Human encroachment on nature will cause more pandemics, warns UN

It is estimated that another 1.7 million currently ‘undiscovered’ viruses exist in mammals and birds - of which up to 850,000 could have the ability to infect people.
A baby orangutan that was orphaned due to deforestation in Indonesia | AP
A baby orangutan that was orphaned due to deforestation in Indonesia | AP

NEW DELHI: Future pandemics will emerge more often, spread more rapidly, do more damage to the world economy and kill more people than COVID-19 unless there is a transformative change in the global approach to dealing with infectious diseases, warns a major new report on biodiversity and pandemics by 22 leading experts from around the world.

Convened by the Intergovernmental Science-Policy Platform on Biodiversity and Ecosystem Services (IPBES) for an urgent virtual workshop about the links between degradation of nature and increasing pandemic risks, the experts agree that escaping the era of pandemics is possible, but that this will require a seismic shift in approach from reaction to prevention.

COVID-19 is at least the sixth global health pandemic since the Great Influenza Pandemic of 1918, and although it has its origins in microbes carried by animals, like all pandemics its emergence has been entirely driven by human activities, said the report on Thursday. It is estimated that another 1.7 million currently ‘undiscovered’ viruses exist in mammals and birds - of which up to 850,000 could have the ability to infect people.

“There is no great mystery about the cause of the COVID-19 pandemic - or of any modern pandemic”, said Dr. Peter Daszak, President of EcoHealth Alliance and Chair of the IPBES workshop. “The same human activities that drive climate change and biodiversity loss also drive pandemic risk through their impacts on our environment.

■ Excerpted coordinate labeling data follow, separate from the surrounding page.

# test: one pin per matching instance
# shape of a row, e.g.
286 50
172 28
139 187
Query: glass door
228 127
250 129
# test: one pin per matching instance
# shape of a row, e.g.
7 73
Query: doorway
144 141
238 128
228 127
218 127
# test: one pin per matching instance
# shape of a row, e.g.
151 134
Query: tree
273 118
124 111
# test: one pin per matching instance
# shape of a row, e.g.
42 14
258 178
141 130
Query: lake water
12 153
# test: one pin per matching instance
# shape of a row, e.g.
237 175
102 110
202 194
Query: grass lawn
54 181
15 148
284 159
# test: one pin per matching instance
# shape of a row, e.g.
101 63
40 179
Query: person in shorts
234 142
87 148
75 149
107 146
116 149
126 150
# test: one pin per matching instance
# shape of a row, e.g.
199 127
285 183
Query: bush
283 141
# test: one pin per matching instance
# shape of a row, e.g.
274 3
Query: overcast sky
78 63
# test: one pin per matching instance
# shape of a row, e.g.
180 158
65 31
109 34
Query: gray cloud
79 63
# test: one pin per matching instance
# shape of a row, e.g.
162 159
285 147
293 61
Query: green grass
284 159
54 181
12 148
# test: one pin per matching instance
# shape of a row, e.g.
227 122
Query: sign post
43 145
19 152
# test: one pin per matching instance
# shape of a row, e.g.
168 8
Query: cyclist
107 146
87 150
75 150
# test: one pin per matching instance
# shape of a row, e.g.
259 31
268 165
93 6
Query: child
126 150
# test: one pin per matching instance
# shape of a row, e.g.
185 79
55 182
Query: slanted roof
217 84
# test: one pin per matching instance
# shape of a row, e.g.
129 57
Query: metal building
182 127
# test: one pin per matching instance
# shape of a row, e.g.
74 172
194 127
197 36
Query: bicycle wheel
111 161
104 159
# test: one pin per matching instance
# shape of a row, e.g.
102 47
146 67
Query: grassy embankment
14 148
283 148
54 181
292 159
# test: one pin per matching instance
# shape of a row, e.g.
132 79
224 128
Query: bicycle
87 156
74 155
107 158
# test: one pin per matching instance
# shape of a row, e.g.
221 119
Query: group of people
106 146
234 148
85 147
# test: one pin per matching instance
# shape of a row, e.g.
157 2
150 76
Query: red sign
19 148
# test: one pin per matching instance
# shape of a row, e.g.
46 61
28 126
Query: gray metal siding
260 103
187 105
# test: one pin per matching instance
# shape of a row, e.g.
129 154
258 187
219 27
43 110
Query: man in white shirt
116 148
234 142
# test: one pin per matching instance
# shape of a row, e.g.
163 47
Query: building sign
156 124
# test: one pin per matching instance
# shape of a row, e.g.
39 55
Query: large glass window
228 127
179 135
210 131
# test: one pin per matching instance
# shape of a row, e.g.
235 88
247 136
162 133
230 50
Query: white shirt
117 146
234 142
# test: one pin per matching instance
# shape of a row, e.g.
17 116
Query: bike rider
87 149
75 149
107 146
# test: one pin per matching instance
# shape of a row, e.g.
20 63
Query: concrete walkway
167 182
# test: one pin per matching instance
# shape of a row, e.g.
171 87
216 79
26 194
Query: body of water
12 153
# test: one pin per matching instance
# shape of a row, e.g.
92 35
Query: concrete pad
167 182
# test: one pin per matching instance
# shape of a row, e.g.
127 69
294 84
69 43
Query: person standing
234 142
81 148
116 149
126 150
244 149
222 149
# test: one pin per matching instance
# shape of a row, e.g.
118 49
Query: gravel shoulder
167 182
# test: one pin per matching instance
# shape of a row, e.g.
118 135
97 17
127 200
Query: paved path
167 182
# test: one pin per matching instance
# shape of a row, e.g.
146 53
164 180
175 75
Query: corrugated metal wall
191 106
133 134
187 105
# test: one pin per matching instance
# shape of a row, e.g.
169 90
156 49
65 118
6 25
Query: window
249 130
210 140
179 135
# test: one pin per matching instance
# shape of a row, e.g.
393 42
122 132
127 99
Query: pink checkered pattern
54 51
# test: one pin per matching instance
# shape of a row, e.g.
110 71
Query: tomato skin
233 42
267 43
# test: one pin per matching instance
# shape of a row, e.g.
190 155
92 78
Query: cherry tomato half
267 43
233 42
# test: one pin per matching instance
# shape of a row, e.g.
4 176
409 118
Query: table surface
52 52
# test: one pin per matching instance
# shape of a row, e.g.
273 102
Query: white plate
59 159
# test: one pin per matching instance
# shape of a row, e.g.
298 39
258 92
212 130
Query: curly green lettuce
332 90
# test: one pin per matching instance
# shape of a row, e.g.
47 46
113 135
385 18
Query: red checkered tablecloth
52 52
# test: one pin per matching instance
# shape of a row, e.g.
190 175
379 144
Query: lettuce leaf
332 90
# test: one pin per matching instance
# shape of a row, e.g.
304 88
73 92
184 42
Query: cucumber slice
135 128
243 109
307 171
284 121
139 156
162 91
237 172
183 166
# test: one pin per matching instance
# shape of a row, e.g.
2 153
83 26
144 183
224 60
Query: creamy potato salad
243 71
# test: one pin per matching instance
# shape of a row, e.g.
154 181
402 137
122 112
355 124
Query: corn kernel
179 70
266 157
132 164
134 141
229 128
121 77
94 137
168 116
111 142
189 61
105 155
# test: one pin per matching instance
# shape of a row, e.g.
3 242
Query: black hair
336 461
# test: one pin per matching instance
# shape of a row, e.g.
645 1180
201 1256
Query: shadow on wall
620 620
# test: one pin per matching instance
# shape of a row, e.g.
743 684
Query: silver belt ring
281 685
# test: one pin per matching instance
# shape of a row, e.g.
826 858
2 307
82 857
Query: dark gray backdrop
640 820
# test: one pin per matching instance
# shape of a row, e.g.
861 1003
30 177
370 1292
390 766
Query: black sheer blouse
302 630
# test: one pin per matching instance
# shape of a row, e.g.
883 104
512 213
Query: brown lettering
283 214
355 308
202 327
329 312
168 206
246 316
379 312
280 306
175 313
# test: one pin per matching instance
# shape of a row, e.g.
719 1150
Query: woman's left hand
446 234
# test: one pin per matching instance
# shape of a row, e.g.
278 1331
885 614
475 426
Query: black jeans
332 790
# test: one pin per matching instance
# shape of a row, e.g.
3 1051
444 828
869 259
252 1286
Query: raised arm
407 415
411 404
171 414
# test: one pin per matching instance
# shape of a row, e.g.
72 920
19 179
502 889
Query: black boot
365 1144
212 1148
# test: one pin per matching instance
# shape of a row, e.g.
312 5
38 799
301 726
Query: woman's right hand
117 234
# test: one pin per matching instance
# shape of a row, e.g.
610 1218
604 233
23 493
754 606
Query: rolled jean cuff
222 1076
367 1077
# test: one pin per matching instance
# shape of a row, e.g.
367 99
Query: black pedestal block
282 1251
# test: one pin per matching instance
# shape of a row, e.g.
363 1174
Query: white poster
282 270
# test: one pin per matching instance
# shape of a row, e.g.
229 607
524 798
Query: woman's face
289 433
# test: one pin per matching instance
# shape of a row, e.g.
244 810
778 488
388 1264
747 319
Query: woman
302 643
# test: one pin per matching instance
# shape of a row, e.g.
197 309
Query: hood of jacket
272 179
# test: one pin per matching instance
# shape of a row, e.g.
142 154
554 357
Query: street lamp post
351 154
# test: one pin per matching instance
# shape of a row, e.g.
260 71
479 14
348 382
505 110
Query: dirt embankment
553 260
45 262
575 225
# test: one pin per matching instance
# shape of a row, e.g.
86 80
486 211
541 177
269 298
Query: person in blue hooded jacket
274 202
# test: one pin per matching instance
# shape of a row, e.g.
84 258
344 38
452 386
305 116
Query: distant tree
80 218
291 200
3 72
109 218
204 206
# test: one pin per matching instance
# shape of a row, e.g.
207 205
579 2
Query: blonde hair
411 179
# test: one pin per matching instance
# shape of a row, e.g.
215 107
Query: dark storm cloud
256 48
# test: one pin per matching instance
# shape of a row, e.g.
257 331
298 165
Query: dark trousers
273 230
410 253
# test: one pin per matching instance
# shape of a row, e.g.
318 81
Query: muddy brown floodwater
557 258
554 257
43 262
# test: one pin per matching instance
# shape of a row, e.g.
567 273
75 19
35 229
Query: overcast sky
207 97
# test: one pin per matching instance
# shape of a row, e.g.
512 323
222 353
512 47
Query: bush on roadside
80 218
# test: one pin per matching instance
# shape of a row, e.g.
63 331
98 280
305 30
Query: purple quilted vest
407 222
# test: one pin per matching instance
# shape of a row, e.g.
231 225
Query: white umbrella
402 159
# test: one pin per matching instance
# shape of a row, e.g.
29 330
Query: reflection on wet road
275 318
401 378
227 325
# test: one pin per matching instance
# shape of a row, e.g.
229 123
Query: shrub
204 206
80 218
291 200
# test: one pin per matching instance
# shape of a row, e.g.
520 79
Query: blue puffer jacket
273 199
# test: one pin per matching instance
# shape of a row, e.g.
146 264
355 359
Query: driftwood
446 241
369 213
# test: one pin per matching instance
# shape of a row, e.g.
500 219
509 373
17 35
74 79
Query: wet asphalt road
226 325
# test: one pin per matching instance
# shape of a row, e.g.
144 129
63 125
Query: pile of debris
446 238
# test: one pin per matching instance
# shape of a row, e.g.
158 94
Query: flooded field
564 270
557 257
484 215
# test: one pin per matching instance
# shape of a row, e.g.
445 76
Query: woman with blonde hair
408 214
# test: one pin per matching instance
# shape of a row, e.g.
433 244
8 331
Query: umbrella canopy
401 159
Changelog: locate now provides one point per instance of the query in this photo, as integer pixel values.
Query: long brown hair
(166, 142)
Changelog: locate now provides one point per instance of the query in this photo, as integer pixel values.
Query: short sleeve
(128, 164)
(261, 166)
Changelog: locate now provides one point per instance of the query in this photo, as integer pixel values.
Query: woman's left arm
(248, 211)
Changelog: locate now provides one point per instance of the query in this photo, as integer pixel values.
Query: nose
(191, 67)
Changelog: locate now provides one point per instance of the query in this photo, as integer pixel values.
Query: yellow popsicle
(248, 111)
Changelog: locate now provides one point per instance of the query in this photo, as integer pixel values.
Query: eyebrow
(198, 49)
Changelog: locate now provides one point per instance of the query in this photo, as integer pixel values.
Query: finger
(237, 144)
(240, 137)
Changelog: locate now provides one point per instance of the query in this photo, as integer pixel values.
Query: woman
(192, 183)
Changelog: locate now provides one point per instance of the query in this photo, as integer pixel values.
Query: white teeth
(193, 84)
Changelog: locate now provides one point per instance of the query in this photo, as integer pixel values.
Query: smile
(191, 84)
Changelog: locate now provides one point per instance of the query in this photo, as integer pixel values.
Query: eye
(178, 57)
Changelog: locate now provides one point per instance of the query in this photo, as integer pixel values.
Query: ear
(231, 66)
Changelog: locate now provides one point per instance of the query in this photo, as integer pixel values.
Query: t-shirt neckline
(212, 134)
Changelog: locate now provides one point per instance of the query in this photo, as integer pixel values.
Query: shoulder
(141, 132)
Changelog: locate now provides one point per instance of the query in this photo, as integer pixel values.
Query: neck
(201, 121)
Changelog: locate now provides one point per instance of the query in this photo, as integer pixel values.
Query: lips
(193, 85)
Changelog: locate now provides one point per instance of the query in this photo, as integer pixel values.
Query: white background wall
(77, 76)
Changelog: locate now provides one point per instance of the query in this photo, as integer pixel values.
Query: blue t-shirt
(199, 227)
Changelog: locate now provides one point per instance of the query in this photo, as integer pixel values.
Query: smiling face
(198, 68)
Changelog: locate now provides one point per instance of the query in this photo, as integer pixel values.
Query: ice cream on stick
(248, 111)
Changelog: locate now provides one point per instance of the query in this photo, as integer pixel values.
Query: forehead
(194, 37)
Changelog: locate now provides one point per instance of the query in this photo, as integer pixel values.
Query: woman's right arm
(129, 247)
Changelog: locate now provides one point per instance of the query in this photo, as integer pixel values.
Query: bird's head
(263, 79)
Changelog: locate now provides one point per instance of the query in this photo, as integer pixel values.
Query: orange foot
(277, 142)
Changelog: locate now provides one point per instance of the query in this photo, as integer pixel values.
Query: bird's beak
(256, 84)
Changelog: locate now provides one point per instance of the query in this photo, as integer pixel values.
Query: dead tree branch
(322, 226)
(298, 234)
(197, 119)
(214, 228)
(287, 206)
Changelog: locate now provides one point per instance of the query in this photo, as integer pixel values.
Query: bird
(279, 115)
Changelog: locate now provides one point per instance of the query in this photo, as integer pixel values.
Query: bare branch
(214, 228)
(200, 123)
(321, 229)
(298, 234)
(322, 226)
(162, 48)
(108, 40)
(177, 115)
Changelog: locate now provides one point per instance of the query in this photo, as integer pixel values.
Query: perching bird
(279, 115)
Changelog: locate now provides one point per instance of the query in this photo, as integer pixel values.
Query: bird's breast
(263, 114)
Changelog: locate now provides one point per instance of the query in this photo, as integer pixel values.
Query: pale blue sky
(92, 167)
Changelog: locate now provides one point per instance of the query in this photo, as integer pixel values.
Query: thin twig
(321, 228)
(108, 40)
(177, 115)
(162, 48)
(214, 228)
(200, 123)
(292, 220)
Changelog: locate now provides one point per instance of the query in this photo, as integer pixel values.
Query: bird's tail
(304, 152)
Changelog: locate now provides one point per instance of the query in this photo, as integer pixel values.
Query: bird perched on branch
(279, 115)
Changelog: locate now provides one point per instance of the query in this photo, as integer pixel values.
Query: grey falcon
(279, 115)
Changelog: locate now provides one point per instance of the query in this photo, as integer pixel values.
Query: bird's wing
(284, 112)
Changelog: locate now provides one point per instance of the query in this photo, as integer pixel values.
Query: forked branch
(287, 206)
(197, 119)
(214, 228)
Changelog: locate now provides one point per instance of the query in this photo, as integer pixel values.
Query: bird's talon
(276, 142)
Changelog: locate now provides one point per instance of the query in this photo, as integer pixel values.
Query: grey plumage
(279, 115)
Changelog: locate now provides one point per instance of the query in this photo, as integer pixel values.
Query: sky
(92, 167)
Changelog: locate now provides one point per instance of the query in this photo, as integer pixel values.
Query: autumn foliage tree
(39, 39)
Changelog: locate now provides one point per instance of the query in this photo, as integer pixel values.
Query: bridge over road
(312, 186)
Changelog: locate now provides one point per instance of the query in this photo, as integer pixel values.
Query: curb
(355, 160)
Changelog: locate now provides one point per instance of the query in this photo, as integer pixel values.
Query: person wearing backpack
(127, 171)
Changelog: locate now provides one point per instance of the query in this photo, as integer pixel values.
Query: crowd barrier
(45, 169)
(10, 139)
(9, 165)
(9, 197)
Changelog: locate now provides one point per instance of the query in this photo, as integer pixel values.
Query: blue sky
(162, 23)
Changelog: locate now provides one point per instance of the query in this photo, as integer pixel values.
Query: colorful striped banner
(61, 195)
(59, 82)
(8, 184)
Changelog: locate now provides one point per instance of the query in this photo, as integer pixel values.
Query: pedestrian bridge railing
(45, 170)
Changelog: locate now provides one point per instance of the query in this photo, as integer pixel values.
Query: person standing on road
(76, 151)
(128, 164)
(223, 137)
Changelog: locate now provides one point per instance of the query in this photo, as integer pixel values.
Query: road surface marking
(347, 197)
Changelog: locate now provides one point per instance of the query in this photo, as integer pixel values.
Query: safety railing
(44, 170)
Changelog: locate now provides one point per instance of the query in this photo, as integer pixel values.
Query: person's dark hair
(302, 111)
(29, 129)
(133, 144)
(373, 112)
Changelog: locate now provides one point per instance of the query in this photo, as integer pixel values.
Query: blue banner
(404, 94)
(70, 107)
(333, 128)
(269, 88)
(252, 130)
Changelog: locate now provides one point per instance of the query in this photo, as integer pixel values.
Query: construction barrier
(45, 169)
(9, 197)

Changes in the way we use land; the expansion and intensification of agriculture; and unsustainable trade, production and consumption disrupt nature and increase contact between wildlife, livestock, pathogens and people. This is the path to pandemics.” Pandemic risk can be significantly lowered by reducing the human activities that drive the loss of biodiversity, by greater conservation of protected areas, and through measures that reduce unsustainable exploitation of high biodiversity regions. This will reduce wildlife-livestock-human contact and help prevent the spillover of new diseases, says the report.